The City boss will holds talks with the club's top brass after the dust has settled on the current campaign – which ends at home to Coventry City this lunchtime – to determine what goes into the transfer kitty.

'I have just got to hope the club backs me in what I want,' said Lambert yesterday as he prepared for what is guaranteed to be a massive Carrow Road promotion party. 'I will have discussions with them and it is up to them. I have to hope they back me.

'Players wise I roughly know what we will try and do and I just hope the club back me.

'The money they will get will wipe out everything, I am pretty sure it will. I am not an expert on finances, I am no Carol Vorderman on Countdown, but I know how to add one and one.'

Asked whether he wanted his fair share, Lambert replied: 'Damned right I do.'

'The finances of the Premier League and what's happening is huge, in monetary terms no doubt it saved the club, that revenue,' he said. 'There is no doubt it probably saved it from when we come in when it was just about to go into administration. Now all of a sudden it has saved it, or the players did allied with the ones from last year. The crowd still bought into it.

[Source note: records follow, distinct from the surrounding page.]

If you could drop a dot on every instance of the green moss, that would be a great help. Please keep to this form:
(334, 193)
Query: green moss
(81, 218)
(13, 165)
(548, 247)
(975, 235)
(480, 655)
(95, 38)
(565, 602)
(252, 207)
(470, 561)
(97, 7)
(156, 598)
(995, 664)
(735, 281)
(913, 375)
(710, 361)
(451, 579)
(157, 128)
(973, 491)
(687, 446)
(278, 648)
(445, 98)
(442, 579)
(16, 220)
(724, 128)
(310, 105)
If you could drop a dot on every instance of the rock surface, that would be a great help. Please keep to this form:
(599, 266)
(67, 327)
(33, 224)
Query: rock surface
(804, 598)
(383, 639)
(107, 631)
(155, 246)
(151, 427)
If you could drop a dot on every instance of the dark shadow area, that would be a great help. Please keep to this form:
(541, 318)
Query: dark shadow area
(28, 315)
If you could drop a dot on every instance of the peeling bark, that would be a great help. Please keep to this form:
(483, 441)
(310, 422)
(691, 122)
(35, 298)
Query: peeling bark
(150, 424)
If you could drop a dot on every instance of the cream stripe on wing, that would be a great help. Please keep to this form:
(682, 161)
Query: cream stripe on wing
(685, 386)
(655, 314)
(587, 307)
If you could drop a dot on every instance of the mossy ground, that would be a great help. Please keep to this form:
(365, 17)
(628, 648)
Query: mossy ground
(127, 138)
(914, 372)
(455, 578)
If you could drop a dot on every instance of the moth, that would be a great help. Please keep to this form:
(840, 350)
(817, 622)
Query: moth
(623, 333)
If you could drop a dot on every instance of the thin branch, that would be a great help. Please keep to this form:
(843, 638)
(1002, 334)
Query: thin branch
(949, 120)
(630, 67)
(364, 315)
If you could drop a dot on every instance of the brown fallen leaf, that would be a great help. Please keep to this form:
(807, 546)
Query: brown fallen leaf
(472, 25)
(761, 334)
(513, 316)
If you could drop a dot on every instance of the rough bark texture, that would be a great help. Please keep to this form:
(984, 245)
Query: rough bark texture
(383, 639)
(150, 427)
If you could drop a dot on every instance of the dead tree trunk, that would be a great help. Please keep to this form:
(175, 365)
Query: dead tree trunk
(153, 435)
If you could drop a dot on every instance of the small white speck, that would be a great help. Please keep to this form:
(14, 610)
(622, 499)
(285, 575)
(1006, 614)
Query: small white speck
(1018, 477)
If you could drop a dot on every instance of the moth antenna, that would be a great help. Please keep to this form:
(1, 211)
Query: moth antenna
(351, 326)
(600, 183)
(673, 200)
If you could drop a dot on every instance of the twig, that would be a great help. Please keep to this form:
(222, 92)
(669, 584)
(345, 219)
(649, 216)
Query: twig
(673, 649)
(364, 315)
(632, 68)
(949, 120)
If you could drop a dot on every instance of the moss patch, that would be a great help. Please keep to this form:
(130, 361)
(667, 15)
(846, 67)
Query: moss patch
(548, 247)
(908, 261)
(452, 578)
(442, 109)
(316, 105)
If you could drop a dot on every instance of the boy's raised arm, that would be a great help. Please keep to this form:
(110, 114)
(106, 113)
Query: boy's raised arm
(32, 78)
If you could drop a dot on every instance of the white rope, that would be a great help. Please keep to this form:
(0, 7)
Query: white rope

'That is why the crowd should never be underestimated here, because when you get that size of crowd and they are coming in week in, week out they need a team to bounce off it and those two are the ones who have actually done it, because of what's happened.

'That is the realism of the whole thing. If you sit back and take stock of it that's the realism.

'It doesn't matter what happens behind the scenes or anything if you're not winning and the fan base will always be there because they have stuck with it through tick and thin, even when they got relegated, the crowd still came back. So your fans base is always there but they needed a team to drive them along and vice versa. The two of them have been brilliant.'

Lambert has consistently tried to play down expectations since he arrived in August, 2009 and insists the move from Championship to Premier League is a whole new ball game. The original seven-year plan has been ripped up – never in anyone's wildest dreams did Premier League football figure this soon, and Lambert says that must not be forgotten.

'This club has got to have a realism of what has been achieved with those lads,' he said. 'I'm pretty sure the crowd has got a realism now, but you can't make statements in the euphoria of a game when you have just gone from the Championship to the Premier League. Everybody gets caught up and says absolutely ridiculous things – I've been guilty of it myself, of the euphoria when you achieve something, but hang on a minute, pull the reins back for god's sake. The Premier League from an outsider looking in, my god almighty it is going to be the hardest thing ever. We have earned the right to be up there, but don't make ridiculous statements, that's what I think.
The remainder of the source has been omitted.